Marsh pointed with his hickory stick. “Smoke,” he said. “Damn them, they got her steam up! She must be leavin’.”
“Don’t be rash,” Yoerger cautioned. “If she leaves, she leaves, but we’ll catch up to her somewhere else downriver.”
“They must run her by night,” Marsh said, “tie up during the day. I should have figured that.” He turned to the pilot. “Mister Norman,” he said, “don’t you land after all. Keep goin’ downstream and put in at the first woodyard you see, wait till that boat there passes you by. Then follow her, well as you can. She’s a hell of a lot faster’n the Reynolds, so don’t you worry if she loses you, just keep on downriver as close behind her as you can.”
“Whatever you say, Cap’n,” the pilot replied. He swung the worn wooden wheel hand over hand, and the Eli Reynolds turned her head abruptly and began to angle back out into the channel.
They had been at the woodyard for ninety minutes, and it had been full night for at least twenty, when the Fevre Dream came steaming past. Marsh shivered when he saw her approach. The huge side-wheeler moved downriver with a terrible liquid grace, a quiet smoothness that reminded him somehow of Damon Julian and the way he walked. She was half-dark. The main deck glowed a faint reddish-pink from the fires of her furnaces, but only a few of the cabin windows on the boiler deck were lit up, and the texas was entirely black, as was the pilot house. Marsh thought he could see a solitary figure up there, standing at the wheel, but she was too far off to be sure. The moon and stars shone pale on her white paint and silver trim, and the red wheelhouses looked obscene. As she passed by, another steamer’s lights appeared way downstream, ascending toward her, and they called out to one another in the night. Marsh would have known her whistle anywhere, he thought, but now it seemed to him that it had a cold and mournful sound to it that he had never heard before, a melancholy wail that spoke of pain and despair.

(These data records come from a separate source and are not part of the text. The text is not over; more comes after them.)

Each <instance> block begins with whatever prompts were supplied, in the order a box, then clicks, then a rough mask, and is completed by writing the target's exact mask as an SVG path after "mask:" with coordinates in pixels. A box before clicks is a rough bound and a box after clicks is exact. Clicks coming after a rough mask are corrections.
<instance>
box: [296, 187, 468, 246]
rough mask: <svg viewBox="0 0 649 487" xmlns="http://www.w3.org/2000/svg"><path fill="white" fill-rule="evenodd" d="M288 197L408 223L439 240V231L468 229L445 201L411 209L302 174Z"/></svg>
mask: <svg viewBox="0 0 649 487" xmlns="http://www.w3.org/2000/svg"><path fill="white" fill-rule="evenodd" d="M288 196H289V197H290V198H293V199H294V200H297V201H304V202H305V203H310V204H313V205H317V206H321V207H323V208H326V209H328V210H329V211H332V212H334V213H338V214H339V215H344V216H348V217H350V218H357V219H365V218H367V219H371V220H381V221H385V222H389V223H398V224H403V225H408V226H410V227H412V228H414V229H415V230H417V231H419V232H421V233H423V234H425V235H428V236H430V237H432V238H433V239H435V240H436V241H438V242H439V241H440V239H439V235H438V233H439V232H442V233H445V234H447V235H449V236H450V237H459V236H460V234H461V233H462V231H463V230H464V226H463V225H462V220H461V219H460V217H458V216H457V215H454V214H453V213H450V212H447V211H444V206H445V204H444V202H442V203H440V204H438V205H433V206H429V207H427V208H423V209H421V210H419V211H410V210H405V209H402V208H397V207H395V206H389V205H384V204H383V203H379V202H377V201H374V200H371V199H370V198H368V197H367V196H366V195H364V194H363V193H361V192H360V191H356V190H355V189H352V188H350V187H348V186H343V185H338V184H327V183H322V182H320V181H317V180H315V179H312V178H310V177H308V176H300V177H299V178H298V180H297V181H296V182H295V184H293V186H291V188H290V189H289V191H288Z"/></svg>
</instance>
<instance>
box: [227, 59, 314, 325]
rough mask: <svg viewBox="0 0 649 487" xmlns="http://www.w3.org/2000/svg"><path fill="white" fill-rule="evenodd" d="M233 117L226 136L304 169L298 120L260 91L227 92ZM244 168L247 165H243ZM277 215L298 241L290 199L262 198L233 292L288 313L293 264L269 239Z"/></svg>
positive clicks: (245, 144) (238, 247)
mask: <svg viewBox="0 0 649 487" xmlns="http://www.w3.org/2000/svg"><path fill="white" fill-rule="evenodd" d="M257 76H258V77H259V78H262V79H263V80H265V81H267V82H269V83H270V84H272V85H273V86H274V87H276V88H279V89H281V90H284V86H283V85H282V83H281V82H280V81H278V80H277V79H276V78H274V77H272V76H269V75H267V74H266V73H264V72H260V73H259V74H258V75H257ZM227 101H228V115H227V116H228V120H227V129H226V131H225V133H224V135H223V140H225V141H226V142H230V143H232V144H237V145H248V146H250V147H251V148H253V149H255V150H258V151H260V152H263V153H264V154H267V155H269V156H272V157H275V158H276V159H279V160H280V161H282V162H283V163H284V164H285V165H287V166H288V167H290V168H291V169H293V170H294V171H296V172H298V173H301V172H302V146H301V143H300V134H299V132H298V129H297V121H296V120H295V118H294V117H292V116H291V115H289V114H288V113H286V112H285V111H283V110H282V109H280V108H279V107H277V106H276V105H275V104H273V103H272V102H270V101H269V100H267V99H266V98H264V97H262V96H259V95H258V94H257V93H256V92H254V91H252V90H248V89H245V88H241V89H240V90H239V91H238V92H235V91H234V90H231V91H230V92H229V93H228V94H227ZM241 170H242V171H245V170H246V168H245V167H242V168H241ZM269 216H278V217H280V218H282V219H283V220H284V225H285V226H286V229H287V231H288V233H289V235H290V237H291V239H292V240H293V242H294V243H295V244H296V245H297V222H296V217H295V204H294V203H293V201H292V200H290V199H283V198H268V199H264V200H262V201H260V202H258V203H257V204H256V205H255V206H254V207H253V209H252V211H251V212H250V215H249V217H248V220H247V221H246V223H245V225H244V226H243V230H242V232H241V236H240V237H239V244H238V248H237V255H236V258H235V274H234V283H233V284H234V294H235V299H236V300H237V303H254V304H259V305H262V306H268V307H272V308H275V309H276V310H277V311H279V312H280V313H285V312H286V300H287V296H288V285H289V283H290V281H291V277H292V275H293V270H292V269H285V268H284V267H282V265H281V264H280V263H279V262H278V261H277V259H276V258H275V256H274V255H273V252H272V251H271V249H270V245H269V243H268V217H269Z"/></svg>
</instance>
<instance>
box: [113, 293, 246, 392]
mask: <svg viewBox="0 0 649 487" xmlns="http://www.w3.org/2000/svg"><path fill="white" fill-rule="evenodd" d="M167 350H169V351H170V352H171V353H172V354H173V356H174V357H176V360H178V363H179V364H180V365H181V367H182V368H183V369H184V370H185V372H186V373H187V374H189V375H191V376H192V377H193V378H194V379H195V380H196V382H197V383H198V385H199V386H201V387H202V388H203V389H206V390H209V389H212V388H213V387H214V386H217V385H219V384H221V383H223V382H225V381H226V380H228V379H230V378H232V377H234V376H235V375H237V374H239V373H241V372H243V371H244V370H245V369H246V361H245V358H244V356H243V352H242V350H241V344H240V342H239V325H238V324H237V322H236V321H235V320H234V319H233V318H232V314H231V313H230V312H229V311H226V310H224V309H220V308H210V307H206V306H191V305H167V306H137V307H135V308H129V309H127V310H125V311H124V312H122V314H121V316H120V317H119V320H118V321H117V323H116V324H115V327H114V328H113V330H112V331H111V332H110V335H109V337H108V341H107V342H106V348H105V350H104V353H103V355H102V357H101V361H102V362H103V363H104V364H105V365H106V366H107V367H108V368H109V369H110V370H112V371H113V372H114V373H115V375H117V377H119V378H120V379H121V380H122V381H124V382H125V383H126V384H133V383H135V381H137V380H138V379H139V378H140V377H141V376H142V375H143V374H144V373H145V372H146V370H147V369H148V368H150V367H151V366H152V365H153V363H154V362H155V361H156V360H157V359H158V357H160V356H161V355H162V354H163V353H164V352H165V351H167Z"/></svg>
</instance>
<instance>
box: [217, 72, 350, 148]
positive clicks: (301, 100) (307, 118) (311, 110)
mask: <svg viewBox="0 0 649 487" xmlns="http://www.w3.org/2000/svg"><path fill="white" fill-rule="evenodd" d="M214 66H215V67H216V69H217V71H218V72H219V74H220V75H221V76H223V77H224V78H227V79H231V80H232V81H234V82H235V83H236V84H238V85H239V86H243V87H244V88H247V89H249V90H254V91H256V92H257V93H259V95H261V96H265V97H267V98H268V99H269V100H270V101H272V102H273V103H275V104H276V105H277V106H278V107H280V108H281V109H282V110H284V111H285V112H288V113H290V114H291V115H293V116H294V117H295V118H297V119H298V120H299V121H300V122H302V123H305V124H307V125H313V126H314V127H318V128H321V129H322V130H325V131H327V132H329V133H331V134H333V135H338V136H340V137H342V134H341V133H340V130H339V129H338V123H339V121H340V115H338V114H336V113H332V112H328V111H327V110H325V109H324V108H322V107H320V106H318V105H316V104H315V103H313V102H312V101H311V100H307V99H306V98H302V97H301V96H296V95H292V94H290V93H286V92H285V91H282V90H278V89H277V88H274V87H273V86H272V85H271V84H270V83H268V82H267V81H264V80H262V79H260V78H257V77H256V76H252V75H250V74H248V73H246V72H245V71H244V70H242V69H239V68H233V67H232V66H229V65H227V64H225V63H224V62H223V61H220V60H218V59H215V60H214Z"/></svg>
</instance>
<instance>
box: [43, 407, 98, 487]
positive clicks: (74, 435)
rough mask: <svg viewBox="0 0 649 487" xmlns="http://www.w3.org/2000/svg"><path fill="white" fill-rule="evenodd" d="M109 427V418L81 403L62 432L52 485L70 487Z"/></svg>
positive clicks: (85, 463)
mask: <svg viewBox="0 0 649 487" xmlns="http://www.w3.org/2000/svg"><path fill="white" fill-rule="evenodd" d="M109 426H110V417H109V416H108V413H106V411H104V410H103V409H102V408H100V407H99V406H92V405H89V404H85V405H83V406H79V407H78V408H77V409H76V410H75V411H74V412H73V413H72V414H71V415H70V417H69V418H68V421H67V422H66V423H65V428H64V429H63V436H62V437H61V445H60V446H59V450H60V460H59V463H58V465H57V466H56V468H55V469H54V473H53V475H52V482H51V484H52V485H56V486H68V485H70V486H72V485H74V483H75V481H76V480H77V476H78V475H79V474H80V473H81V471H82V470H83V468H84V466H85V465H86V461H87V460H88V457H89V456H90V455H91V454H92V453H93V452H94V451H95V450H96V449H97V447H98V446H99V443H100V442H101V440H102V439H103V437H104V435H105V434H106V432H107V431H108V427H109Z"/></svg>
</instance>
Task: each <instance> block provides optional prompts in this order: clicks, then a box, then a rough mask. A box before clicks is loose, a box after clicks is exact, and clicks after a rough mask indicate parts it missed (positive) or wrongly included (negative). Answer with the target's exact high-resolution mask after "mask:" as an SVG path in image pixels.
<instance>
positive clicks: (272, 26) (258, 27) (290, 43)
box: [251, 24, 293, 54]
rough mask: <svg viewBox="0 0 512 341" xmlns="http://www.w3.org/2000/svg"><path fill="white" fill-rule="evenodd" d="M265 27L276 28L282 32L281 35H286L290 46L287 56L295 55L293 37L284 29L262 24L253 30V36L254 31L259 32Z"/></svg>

“Keep your distance,” he said to his pilot, “but follow her.” A deckhand cast off the rope holding them to the woodyard’s snubbing post, and the Eli Reynolds swallowed a mess of tar and pine-knots and snorted out into the river after her larger, wayward cousin. A minute or two later, the stranger steamer ascending toward Natchez crossed the Fevre Dream and steamed toward them, sounding a deep three-toned blast on her whistle. The Reynolds answered, but her call sounded so thin and weak compared to the Fevre Dream ’s wild shrill that it filled Marsh with unease.
He had expected that the Fevre Dream would outdistance them within minutes, but it did not turn out that way. The Eli Reynolds steamed downstream in her wake for two solid hours. She lost the bigger boat a half-dozen times around river bends, but always caught sight of her again within minutes. The distance between the two steamboats widened, but so gradually that it was hardly worth mentioning. “We’re runnin’ full out, or near it,” Marsh said to Captain Yoerger, “but they’re just loafin’. Unless they turn up the Red River, I reckon they’ll stop at Bayou Sara. That’s where we’ll catch ’em.” He smiled. “Fittin’, ain’t it?”
With eighteen big boilers to heat and a lot of boat to move, the Fevre Dream ate up a lot more wood than her small shadow. She stopped to wood up several times, and each time the Eli Reynolds crept up on her a bit, although Marsh was careful to have his pilot slow to quarter-speed so as not to catch the side-wheeler while she was taking on wood. The Reynolds herself stopped once to load up her neary-empty main deck with twenty cords of fresh-cut beech, and when she pushed back out into the river the lights of the Fevre Dream had receded to a vague reddish blur on the black waters ahead. But Marsh ordered a barrel of lard chucked into the furnace, and the burst of heat and steam soon made up most of the lost distance.